Maine’s rural communities have borne the brunt of the decline of papermaking. When the dominant industry goes away — as has happened in six Maine paper mill towns over the last eight years — there is little there to replace it, leading to unemployment, plummeting property values, population declines and a loss of hope.

Sens. Susan Collins and Angus King have asked the federal government to help rural Maine assess its strengths and opportunities as part of an effort to diversify local economies. This is important, if belated, work that should be happening with or without federal support — and should have begun in earnest long ago.

Earlier this month, the senators wrote to Commerce Secretary Penny Pritzker, asking her to assemble an Economic Development Assessment Team to help rural regions in Maine inventory their assets and identify challenges and opportunities to diversify their economies. The letter emphasizes the state’s forest products industry, which still plays an important role in Maine’s economy, but such diversification will have to go well beyond trees and paper to succeed.

To highlight the need for federal assistance, King will host the regional director of the Commerce Department’s Economic Development Agency on a tour of Millinocket on Wednesday.

With jobs plentiful in the local mills and surrounding woods, communities such as Millinocket, which essentially was built by the Great Northern Paper Co., fell under the spell of what researchers have dubbed the curse of natural resources. Under the curse, a sense of complacency reigns, workers see little incentive to upgrade their skills and education and non-natural resource-based industries are viewed as dangerous competition to the incumbent industry.

As Collins and King note in their letter, paper mill communities were once among Maine’s most prosperous. Now residents struggle to find jobs, property values have dropped and young people are moving away.

Among the senators’ requests to Pritzker, three are crucial: strengthening the workforce and workforce training efforts in rural Maine, developing strategies to support bottom-up economic development and sharing national best practices for economic development in rural regions affected by the decline of industry.

It is ironic that the senators are asking the federal government for help with this work as many residents and landowners in at least one of the affected regions are vocal about their disdain for the federal government. There is a project on the table that promises to aid in economic development and diversity — the proposal to create a national park in the Katahdin Region, a part of the state hit hard by the closure of paper mills. But so far, the senators, along with Rep. Bruce Poliquin, have been resistant to a national park or national monument. On Friday, King invited National Park Service director Jonathan Jarvis to again visit the Katahdin region and meet with local residents to address their questions and concerns.

There is vocal local opposition, but the majority of Maine residents, including those in Maine’s more rural 2nd Congressional District, support a national park. Nationally, areas surrounding national parks saw larger population gains between 1970 and 2010 than the United States as a whole — and certainly much more than rural Maine. These areas also outpaced the U.S. in income growth and employment gains during that period.
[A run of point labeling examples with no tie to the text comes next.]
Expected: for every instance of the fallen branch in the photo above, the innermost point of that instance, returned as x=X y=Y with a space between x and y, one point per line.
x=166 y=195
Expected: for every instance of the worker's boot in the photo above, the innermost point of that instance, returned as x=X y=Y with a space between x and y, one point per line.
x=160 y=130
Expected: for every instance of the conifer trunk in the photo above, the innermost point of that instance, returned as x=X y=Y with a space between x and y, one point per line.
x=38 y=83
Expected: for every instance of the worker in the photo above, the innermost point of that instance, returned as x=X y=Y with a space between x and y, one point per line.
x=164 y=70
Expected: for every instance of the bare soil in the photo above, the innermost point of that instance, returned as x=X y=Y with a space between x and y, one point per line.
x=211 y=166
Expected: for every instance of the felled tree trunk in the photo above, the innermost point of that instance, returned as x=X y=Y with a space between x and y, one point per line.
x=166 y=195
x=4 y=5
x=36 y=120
This is the type of growth — especially an influx of new people — that the Katahdin region needs. Many want to live in scenic places with ample recreational opportunities. Some of these new residents will bring businesses and entrepreneurial skills with them.

A national park or monument is not a panacea, but it can be an important part of the region’s remaking. That’s why the assessment Collins and King are requesting must examine all possibilities for rural economic development — tourism included.